Horse racing, in Warrnambool is an important tradition almost as old as the settlement itself. The first organised races were held in 1848, only eight months after Warrnambool was proclaimed. That meeting was held on Jetty Flat, the only place without trees and scrub and level enough to require little preparation.

Francis Tozer had a horse Black Bess at that first meeting. Tozer was later a founding member of the Warrnambool Racing Club, and a breeder and owner of racing thoroughbreds for many years. The Tozer Welter was named after him. He farmed land at Wangoom that is still known as Tozer's

The Warrnambool Amateur Turf Club was first formed in September 1859, but didn't become a properly constituted club until April 1873, when a meeting was held at the Commercial Hotel, now the Whaler's Inn, and a committee was elected.
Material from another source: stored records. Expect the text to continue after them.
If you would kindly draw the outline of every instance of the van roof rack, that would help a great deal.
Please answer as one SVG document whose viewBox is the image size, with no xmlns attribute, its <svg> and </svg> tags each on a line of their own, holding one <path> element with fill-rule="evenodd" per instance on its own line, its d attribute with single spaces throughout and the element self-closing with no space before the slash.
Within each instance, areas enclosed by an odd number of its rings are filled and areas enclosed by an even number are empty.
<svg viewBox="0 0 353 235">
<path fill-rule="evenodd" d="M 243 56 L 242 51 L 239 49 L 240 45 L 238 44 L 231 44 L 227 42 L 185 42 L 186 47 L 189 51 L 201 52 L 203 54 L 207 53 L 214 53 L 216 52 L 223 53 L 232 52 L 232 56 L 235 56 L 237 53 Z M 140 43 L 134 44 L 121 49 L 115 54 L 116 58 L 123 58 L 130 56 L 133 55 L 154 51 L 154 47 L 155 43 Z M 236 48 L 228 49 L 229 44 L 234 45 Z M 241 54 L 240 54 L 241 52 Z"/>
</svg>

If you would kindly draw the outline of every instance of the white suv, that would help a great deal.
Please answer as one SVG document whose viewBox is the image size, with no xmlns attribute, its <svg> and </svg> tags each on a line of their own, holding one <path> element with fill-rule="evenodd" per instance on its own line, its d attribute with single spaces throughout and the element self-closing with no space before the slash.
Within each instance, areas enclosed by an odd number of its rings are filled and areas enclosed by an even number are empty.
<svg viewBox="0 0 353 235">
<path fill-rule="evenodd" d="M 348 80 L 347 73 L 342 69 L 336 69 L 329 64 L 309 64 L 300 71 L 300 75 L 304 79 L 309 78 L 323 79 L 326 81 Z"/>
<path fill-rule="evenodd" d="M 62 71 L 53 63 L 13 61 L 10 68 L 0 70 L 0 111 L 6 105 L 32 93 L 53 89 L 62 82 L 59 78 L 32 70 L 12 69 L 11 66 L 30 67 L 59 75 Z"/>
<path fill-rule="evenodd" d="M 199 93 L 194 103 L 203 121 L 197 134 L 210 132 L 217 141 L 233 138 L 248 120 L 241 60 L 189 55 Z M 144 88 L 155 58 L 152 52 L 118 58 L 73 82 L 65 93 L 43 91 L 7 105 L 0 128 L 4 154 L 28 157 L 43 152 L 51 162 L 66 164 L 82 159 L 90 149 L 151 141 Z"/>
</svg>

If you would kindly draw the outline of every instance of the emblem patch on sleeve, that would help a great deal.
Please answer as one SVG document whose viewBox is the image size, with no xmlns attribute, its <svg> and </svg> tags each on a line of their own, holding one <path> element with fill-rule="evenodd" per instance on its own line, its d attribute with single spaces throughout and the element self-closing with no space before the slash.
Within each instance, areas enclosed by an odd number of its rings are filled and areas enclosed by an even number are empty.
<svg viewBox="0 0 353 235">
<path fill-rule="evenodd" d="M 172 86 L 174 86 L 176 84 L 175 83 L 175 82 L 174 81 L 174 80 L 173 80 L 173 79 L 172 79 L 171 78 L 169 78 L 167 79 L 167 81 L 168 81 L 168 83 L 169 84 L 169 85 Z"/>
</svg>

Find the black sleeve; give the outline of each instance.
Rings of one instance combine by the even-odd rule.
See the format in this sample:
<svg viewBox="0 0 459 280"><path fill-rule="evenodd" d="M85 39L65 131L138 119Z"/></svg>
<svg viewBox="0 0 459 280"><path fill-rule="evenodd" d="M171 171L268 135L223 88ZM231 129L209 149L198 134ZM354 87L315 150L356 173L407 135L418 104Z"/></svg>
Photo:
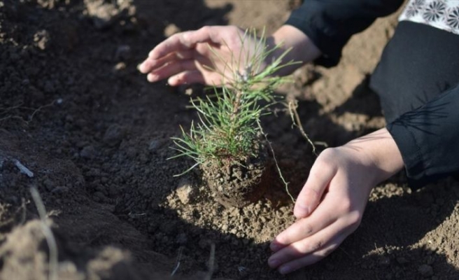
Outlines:
<svg viewBox="0 0 459 280"><path fill-rule="evenodd" d="M388 130L416 189L459 171L459 85L402 115Z"/></svg>
<svg viewBox="0 0 459 280"><path fill-rule="evenodd" d="M285 24L311 38L322 51L315 62L332 66L351 36L368 27L376 18L394 13L404 0L304 0Z"/></svg>

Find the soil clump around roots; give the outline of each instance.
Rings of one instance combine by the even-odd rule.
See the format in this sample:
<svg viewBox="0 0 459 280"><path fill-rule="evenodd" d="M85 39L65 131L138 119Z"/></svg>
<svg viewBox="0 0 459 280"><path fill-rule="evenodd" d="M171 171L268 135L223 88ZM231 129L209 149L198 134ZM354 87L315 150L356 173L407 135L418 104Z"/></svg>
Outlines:
<svg viewBox="0 0 459 280"><path fill-rule="evenodd" d="M173 176L191 162L167 160L170 138L197 120L185 93L202 90L150 84L137 64L181 30L271 32L299 2L0 0L0 279L48 279L51 251L31 187L48 211L59 279L459 279L454 180L418 192L402 175L381 183L339 248L283 276L267 264L269 242L295 221L280 180L269 176L260 197L237 208L216 202L199 170ZM280 90L299 100L313 141L334 146L384 126L367 77L396 22L376 21L338 66L304 67ZM295 197L314 156L284 111L262 125ZM251 176L230 172L221 176L234 184Z"/></svg>

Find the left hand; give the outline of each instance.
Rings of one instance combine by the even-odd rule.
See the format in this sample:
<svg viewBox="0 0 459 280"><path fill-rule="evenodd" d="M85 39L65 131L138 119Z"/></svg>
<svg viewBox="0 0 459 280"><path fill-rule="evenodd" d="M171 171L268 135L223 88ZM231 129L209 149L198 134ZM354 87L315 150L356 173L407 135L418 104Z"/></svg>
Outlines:
<svg viewBox="0 0 459 280"><path fill-rule="evenodd" d="M360 224L373 187L402 167L386 129L324 150L297 200L298 220L271 244L269 266L287 274L328 255Z"/></svg>

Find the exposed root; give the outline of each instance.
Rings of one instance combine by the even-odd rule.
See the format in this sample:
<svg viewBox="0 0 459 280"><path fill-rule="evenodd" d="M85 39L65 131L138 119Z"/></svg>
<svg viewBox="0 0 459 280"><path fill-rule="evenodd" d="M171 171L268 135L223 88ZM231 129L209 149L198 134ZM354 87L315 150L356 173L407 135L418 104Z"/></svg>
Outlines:
<svg viewBox="0 0 459 280"><path fill-rule="evenodd" d="M261 123L260 123L260 121L257 122L258 124L258 127L260 128L260 131L262 132L262 134L264 136L264 139L266 139L266 141L268 143L268 146L269 146L269 150L271 150L271 153L273 155L273 159L274 160L274 164L276 164L276 168L277 169L277 172L279 174L279 177L281 178L281 180L282 180L282 183L283 183L284 186L285 186L285 192L287 192L287 195L290 197L290 200L292 200L292 202L295 204L295 198L293 198L293 196L290 193L290 190L288 190L288 182L285 181L285 178L283 177L282 175L282 172L281 171L281 167L279 167L279 164L277 162L277 159L276 158L276 155L274 155L274 149L273 148L272 146L271 145L271 142L268 141L268 136L264 133L263 131L263 129L262 127Z"/></svg>
<svg viewBox="0 0 459 280"><path fill-rule="evenodd" d="M40 220L41 220L41 230L45 235L46 243L48 243L48 247L50 250L50 263L48 279L48 280L57 280L58 260L56 239L54 237L54 234L52 234L49 225L46 223L46 209L45 209L45 204L43 204L43 201L41 200L38 191L35 187L31 187L30 194L32 196L38 215L40 216Z"/></svg>

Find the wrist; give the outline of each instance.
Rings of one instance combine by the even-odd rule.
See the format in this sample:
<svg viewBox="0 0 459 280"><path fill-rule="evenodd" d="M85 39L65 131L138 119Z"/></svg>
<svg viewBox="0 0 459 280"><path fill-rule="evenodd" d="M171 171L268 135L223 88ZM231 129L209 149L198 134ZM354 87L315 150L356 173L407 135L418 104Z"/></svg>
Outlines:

Part of the present racecourse of 100 acres was set aside as a racing and recreation reserve in August 1855. It is one of the finest racecourses in Australia, ringed by the gentle slopes of a huge basin. The hill at the back of the grandstand makes a natural gallery, which can accommodate many thousands of spectators.
The first race meeting was held on the course in August 1858. The Warrnambool Racing Club has managed racing at Warrnambool since it was formed on 5 April 1873.
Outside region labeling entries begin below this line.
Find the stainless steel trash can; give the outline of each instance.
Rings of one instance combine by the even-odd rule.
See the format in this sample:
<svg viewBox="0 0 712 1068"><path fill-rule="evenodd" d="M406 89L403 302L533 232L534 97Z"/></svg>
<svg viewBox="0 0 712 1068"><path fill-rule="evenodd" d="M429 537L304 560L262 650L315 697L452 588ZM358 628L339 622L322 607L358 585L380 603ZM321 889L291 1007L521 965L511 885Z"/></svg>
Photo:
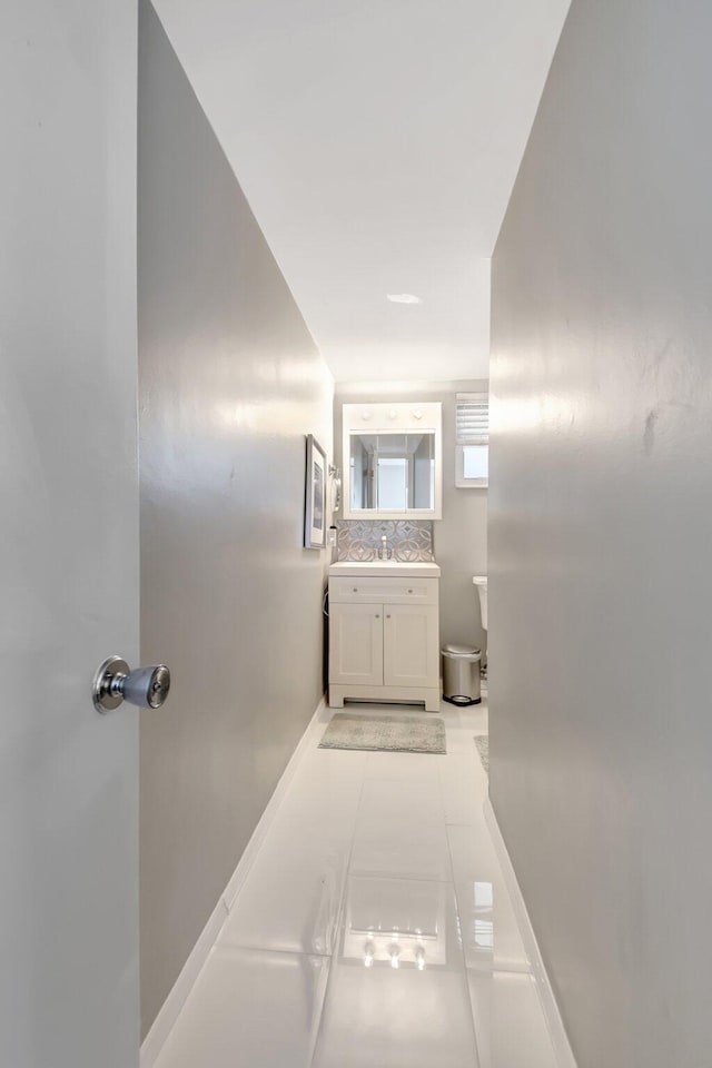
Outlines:
<svg viewBox="0 0 712 1068"><path fill-rule="evenodd" d="M474 645L443 645L443 698L451 704L479 704L482 653Z"/></svg>

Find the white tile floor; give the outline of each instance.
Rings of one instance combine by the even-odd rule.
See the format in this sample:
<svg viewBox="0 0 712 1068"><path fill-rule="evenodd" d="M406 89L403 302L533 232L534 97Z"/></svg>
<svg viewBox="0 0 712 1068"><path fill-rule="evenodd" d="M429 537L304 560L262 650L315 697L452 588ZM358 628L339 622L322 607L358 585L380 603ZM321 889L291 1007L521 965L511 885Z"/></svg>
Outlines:
<svg viewBox="0 0 712 1068"><path fill-rule="evenodd" d="M556 1068L483 817L486 708L442 714L446 756L307 754L157 1068Z"/></svg>

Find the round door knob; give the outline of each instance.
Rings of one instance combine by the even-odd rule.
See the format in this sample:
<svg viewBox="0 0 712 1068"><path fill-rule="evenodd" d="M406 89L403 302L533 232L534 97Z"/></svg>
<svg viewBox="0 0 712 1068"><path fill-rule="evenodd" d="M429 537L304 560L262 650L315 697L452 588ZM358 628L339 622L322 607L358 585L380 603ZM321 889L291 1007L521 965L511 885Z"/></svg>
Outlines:
<svg viewBox="0 0 712 1068"><path fill-rule="evenodd" d="M170 690L170 672L165 664L131 671L120 656L109 656L93 678L93 705L97 712L111 712L122 701L140 709L160 709Z"/></svg>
The feature of racing in the district is the Grand Annual Steeplechase. The first steeplechase over the now famous cross-country course was run on 13th June 1872 then known as the Grand Annual Steeplechase. The paddocks now know as Brierly and Granters were first used on that date. The course, over four miles, was made up of different kinds of jumps including a stone wall, a log fence, a ditch and parapet, a paling fence and numerous post and rails.

The name Grand Annual was first used for this steeplechase in May 1895. It is the longest horse race in Australia, and the thirty three fences of the course, the most of any steeplechase in the world is raced over 5,500 meters. Since 1936 all of the fences have been brush. Horse run clockwise and counter-clockwise at various points of the race, when re-entering the course proper horses turn left on the first lap and right on the second. This has created problems on many occasions when horses have tried to veer left rather than right second time around.
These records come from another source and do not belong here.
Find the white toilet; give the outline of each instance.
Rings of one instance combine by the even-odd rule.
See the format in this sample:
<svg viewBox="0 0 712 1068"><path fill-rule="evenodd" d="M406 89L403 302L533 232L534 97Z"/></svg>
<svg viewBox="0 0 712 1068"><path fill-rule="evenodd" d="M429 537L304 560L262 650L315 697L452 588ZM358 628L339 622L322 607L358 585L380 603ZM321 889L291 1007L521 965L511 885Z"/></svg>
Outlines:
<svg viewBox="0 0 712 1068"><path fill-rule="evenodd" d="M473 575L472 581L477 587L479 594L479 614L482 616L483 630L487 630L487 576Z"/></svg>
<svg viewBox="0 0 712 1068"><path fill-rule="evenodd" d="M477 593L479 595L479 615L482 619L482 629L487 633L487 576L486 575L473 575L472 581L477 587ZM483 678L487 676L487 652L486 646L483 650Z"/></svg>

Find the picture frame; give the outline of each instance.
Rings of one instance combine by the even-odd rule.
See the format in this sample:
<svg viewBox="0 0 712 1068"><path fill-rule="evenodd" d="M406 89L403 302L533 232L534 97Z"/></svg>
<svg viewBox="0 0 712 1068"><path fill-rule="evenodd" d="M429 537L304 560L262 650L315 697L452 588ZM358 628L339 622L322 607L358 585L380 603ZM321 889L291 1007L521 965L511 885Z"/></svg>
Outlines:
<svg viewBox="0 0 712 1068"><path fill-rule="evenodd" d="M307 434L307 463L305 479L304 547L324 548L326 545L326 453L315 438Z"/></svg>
Galleywood, provided one of the most memorable moments in Grand Annual history in 1986. Two years earlier, the legendary gelding, owned by locals, trained by a local and ridden by a local, strode to victory in the Brierly Steeplechase, only to stumble and fall at the last jump in the Grand Annual with victory in sight. Exhausted, he failed to move and officials placed a screen around him. He emerged moments later from behind the screen to a tumultuous roar from the crowd. His win in the Grand Annual in 1986 by six lengths evoked emotional scenes as he reclaimed the double victory that evaded him two years earlier.

Warrnambool's May Racing Carnival is an annual event held over three days Tuesday to Thursday and is anchored to the first Thursday in May.
In recent years the event has been estimated at attracting around 35,000 patrons from local, national and international to the district.